Big Query (bq cli)
This guide shows how to create a layer of control on top of the bq command line
Requirements
Big Query Setup
- Setup the Bigquery following the topics bellow
- Create a service account with the following permissions:
- BigQuery User
- BigQuery Data Viewer
- Create a JSON type service account key and store in a safe place
For the sake of this guide, we're following the gcp guide to interact with bigquery.

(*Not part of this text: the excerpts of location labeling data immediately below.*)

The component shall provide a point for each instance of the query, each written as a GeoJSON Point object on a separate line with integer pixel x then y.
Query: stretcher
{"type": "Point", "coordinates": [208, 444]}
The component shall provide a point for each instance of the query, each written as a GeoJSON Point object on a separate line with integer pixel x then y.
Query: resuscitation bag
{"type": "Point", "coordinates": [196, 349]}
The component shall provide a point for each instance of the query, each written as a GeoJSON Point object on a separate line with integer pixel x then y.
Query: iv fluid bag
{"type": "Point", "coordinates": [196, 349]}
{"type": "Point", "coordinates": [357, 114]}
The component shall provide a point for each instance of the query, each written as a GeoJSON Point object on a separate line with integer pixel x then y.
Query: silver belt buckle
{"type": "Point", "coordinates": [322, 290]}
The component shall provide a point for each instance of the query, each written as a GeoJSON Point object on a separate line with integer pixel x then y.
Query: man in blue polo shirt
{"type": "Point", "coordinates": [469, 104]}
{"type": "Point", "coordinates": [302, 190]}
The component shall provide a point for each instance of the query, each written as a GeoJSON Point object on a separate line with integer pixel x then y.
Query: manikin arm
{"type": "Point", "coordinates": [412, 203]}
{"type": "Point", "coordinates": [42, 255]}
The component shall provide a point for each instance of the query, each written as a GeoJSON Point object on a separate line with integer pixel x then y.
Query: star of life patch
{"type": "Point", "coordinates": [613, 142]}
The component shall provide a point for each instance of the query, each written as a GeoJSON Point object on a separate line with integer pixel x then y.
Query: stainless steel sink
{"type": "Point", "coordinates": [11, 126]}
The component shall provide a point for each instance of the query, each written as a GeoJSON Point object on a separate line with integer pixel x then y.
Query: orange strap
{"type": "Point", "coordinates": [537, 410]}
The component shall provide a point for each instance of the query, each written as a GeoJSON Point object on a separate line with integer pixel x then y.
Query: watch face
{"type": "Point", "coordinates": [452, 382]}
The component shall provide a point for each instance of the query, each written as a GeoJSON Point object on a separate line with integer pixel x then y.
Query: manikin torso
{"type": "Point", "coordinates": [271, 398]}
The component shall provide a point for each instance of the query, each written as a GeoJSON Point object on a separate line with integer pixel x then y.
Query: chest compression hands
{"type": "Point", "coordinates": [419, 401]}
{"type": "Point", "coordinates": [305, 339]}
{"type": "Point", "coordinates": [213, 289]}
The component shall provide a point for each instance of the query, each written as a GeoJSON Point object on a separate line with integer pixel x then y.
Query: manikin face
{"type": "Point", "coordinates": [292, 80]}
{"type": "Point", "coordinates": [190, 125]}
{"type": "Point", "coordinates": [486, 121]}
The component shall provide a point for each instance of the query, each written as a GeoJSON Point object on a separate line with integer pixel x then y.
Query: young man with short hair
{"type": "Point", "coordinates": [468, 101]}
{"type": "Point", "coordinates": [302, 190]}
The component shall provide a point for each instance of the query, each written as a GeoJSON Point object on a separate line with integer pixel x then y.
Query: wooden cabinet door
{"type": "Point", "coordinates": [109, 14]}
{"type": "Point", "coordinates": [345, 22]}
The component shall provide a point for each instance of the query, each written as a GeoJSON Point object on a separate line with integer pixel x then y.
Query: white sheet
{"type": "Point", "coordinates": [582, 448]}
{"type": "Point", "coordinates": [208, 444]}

In case you already have a testing dataset, you can skip this part
Reference: https://cloud.google.com/iam/docs/creating-managing-service-accounts
Hoop Setup
In your local machine, start hoop
hoop start
Interacting with Datasets
Create the bq query
query Connection
Add the JSON service account into the KEY_FILE
input
This will allow interacting with the bq command line
- Try to execute a query
hoop exec -v bqquery -i 'SELECT * FROM babynames.names_2014 LIMIT 1'
Interacting with Jobs
Create a bq head
connection
- Try to fetch it with
bq head -j <session-id>
The previous command was adding the session id as the job id of executed queries on bigquery, thus we could use the previous session id to fetch it.
hoop exec bqhead -- -j <PREVIOUS_SESSION_ID>
More Patterns
The bq command line has other actions that could be used as patterns with Hoop.
Allow jobs to be async
$ bq query --use_legacy_sql=false --nosynchronous_mode
This allow the pattern of consulting the previous job with bq head --job_id ...
. It's useful for queries that take too long to execute.
Dry-run commands
Dry run allows showing how much of bytes will be consumed
$ bq query --use_legacy_sql=false 'SELECT * FROM babynames.names_2014 limit 5' --dry_run
Query successfully validated. Assuming (...), running this query will process 654791 bytes of data.
A plugin could allow queries that has passed by the --dry-run
mode.
Command Line Quota
bq allows specifying the maximum bytes billed, this option could be used as a retriction mechanism
$ bq query \
--use_legacy_sql=false \
--maximum_bytes_billed 1 \
'SELECT * FROM babynames.names_2014 limit 100;'
BigQuery error in query operation: Error processing job
'myproject:bqjob_r107f63c4f31d3d37_000001860d50d5f8_1': Query exceeded
limit for bytes billed: 1. 10485760 or higher required.